Bruciate chiese e moschee in Israele

Fino a quando Israele permetterà che vengano bruciate le sue chiese e le sue moschee?

Israele deve trattare i mandanti dei crimini motivati d’odio, come quello commesso vicino a Tiberiade, con la stessa severità riservata a coloro che mandano le auto bomba nel centro delle città.

Editoriale di Haaretz 21 giugno 2015

L’incendio doloso di giovedì [18 giugno] della chiesa “Della Moltiplicazione dei Pani e dei Pesci” a Tabgha, vicino a Tiberiade, è il diciottesimo attacco incendiario a una chiesa o a una moschea negli ultimi quattro anni. Nessuno di questi casi è stato risolto, nessun responsabile è stato individuato e, naturalmente, nessun colpevole è stato accusato per gli attacchi, che sono parte di un’ampia serie di azioni, comprendenti scritte con lo spray sulle chiese e sulle moschee incitanti all’odio, sputi ai sacerdoti cristiani a Gerusalemme e la pubblicazione di editti di vari rabbini contro i “gentili”.

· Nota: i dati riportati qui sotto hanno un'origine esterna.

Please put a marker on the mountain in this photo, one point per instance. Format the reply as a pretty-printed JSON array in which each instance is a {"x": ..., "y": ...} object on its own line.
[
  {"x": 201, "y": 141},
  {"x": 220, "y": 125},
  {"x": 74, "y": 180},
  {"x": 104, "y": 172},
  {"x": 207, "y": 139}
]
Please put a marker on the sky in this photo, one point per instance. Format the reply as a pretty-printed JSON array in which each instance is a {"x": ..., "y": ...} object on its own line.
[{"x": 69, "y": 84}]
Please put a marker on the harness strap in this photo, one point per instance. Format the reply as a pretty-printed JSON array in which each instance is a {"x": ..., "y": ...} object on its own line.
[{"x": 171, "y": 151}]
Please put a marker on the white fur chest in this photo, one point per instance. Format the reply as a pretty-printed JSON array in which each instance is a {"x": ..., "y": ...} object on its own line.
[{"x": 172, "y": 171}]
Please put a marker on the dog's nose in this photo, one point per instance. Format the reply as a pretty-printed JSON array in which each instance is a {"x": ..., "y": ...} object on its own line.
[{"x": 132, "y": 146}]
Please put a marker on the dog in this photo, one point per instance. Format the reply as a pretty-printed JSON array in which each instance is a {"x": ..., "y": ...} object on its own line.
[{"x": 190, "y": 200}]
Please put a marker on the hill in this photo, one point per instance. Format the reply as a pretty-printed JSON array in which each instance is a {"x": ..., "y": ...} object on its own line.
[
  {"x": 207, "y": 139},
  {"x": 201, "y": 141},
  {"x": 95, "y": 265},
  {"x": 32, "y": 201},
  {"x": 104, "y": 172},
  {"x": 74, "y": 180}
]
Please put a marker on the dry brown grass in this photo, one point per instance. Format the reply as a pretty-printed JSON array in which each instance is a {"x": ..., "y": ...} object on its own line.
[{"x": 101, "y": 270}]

Danneggiare luoghi sacri non è solo un atto criminale o un o un crimine qualunque motivato dall’odio. Proteggere la libertà di culto è uno dei principi fondamentali universali previsti da tutti i trattati e dalle costituzioni di tutti i Paesi, in quanto costituisce l’aspetto principale dell’identità culturale. Persino nazioni che si costituiscono in base alla religione prevalente, come alcuni Stati islamici, considerano le istituzioni religiose di altre fedi come luoghi sacri, perseguendo e punendo coloro che le profanano.

Le leggi israeliane contro il danneggiamento dei luoghi sacri sono di una chiarezza cristallina, così come il discorso ufficiale apparentemente portato avanti dal governo. Se si considera la fedeltà nei confronti della definizione di Israele come Stato ebraico, il governo condanna vigorosamente tutti i casi in cui un luogo di culto non ebraico viene deturpato. Tuttavia è difficile prendere in seria considerazione le condanne espresse dal primo ministro, dai ministri e dagli esponenti della Knesset quando, nello stesso momento, fanno l’occhiolino a quelli che infrangono la sovranità dello Stato e intraprendono personali campagne religiose e culturali contro i cristiani e i musulmani.

Quale messaggio ha realmente trasmesso al pubblico il primo ministro Benjamin Netanyahu dopo l’ultimo attacco incendiario? Ha dato istruzioni al capo dei servizi di sicurezza Shin Bet [il servizio segreto interno n.d.t.] di accelerare l’inchiesta per trovare i colpevoli. Significa che deturpare le istituzioni religiose fino ad ora non era tra i compiti dello Shin Bet? Possiamo trarre la conclusione che individuare i colpevoli dei crimini motivati dall’odio contro gli arabi non è un fatto degno della loro attenzione?

È giusto dire che profanare luoghi di culto non è percepito come un atto “classico” di terrorismo che mette in pericolo la sicurezza nazionale. Tale interpretazione vale anche ovviamente per i colpevoli di delitti motivati dall’odio e per i fanatici religiosi. La loro continua libertà gli da un senso di impunità che gli permette di continuare nei loro crimini.

Il governo di Israele, giustamente, non avrebbe ignorato l’incendio di sinagoghe, la distruzione di tombe nei cimiteri ebraici o l’aggressione contro ebrei in altri Paesi se i governi [di questi Paesi] si fossero scarsamente impegnati nell’indagare simili crimini. Ora deve dimostrare determinazione nello sradicare analoghi crimini di incitamento all’odio dall’area sotto la sua giurisdizione, definendo i colpevoli come terroristi che minano la sicurezza d’Israele, né più né meno di quelli che mandano le auto bomba nel centro delle città.